Diante do conceito acima, verifica-se que o Programa de Integridade tem como foco medidas anticorrupção adotadas pela empresa, especialmente aquelas que visem à prevenção e detecção de atos lesivos à administração pública.

A Controladoria-Geral da União (CGU) produziu uma cartilha denominada “Programa de Integridade – Diretrizes para Empresas Privadas” e na introdução, na primeira frase, ela justifica o motivo: “A corrupção é um mal que afeta todos”. Eis porque as instituições públicas e privadas estão buscando instrumentos éticos, regulamentação e estratégias apropriadas para minimizar os efeitos da corrupção. Continua a CGU: “Governos, cidadãos e empresas sofrem diariamente os seus efeitos (da corrupção). Além de desviar recursos que de outra forma estariam disponíveis para melhor execução de políticas públicas, a corrupção é também responsável por distorções que impactam diretamente a atividade empresarial, em razão da concorrência desleal, preços superfaturados ou oportunidades restritas de negócio. Combatê-la, portanto, depende do esforço conjunto e contínuo de todos, inclusive das empresas, que têm um papel extremamente importante nesse contexto”.

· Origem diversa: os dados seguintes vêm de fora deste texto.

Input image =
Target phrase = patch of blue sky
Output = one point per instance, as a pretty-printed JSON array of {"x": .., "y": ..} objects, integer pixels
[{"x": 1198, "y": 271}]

Para rechaçar e acabar com o mal, a CGU elegeu os cinco pilares do Programa de Integridade. São os seguintes:

1. Comprometimento e apoio da alta direção.

2. Instância responsável pelo Programa de Integridade.

3. Análise de perfil e riscos.

4. Estruturação das regras e instrumentos.

5. Estratégias de Monitoramento Contínuo.